I only have a non tailing homemade version i welded up and i absolutely love it. I wanna add a much better fairlead with rollers, and thinking about doing a big rigging bollard and winch setup on a little hand cart, walk it up to the tree, lean it up, winch it tight, and then I'm all set up for all sorts of rigging scenarios in one fell swoop. I use it often with a big right angle drill, and it's just pushing a button and watching it work, especially after i added a wheelbarrow tire as a self tailer on different mounts i use with it. A good way to add a mount is to weld on a receiver tube and then use the hitch mounted base, so you can move it around as needed for different jobs. So i built a hitch base for mine too, and I liked it so much i added it as a chipper winch. I built a crane thing on it to give it lift and for lifting/loading bigger pieces and things, but even without all that it's a decent winch for a smaller chipper and smaller outfit. If you set it high enough you can use a garbage can for the rope to go in, really helps managing line when winching stuff with a drill. If you have a log arch that lifts when you push down the handle it'll work great for pulling bigger pieces and logs too, lifting most of the weight off the ground and onto the wheels and gently setting it down when the line is slacked.
Think of it as a tugger or winch, cause that's what it is. Anytime you want to pull on a line it's an option, either for pulling trees over to the lay, tensioning rigging lines, hoisting, etc. In the tree it gives you many different rigging options that were unavailable or simply too awkward to use before, and it can move material on the ground as well, and do really good at it. You can use it to winch a climber up in the tree using a rigging line, just pull slack out of your climb line as you go up so you're protected and not relying on a rigging line for life support, so it's kinda like a poor guy's power ascender. Not as good as a dedicated one I'm sure, but a free ride is a free ride, and it can be used to pull you over on traverses too. Very handy on small crews so the climber can come down at will to help or take a break, and if you're out on a limb away from your tie in point simply add a block there to redirect the rigging line and you can come right back to where you left off. To get back on top of the limb easily stop high enough to lanyard in, remove the rigging line from your bridge and run some slack down, then either use a foot ascender or a foot wrap on the rigging line to lift your feet up to the block so you can just step up and you're back on top. If it doesn't have a cleat for locking it off (would the self tailer count for that?) just learn the simple towboat hitch and you can tie it off easily just using the capstan.

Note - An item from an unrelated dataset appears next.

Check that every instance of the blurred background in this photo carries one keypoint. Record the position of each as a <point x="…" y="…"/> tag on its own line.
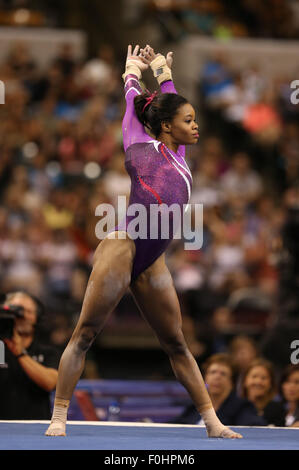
<point x="61" y="155"/>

You can also rig up a rudimentary boom off of a tree for lifting, swinging, and loading stuff, I've done that on jobs before to use as a crane to load the logs and brush bundles right off the arbor trolley onto a truck or trailer, which could save you a trip if it's a smaller job and you didn't bring a mini or something, or even worse no access. Use the grcs as the load (or hoist) line if not booming up, or even as the luffing line and lower the hoist line with a different friction device if you need to boom up for what you're doing. You would be amazed at how well a little derrick rigged up with simple components can be, and with a grcs and a drill and ideally another friction device to raise and lower the boom you have all you need for a rudimentary crane, and with a chainfall or similar (masdam puller maybe?) you can even luff the boom under load (raise and lower it).
It's a similar technique as lifting a limb off of a structure, where you lift the tips with the grcs after rigging the butt up to hold it up and control it, and then pull it around with tag lines. The last 4 pictures are when i had to do exactly that on my house when i was sick, rigged it all from the ground and picked it up, swung it to an open area, then lowered it, easy peasy even when i couldn't physically do much at all. When I'm wanting to swing branches over a structure I'll do the same thing, and since you can lift up and take the weight you can easily control the position of the tips and lift enough to get past other obstructions like a chimney. Since it can raise limb tips you can also break off snap type cuts after the climber repositions into a safe location, and can even rock it back and forth by pulling and lowering a few times if it wants to hold on. Tag lines are also a huge help with this sometimes, and with 2 of them opposing each other you have total control of a limb. Another good trick when swinging leads like that is to clove hitch the limb where you want to tie it on the top, and catch the tips with the tail of the rope and let it just hang, sometimes even with a few speedline slings if you can't take it all at once. This moves the center of gravity between your 2 rigging points because you no longer have the leverage past the end, but rather at the end, so you sometimes don't even have to climb way out to make sure you're not gonna tip it on the structure.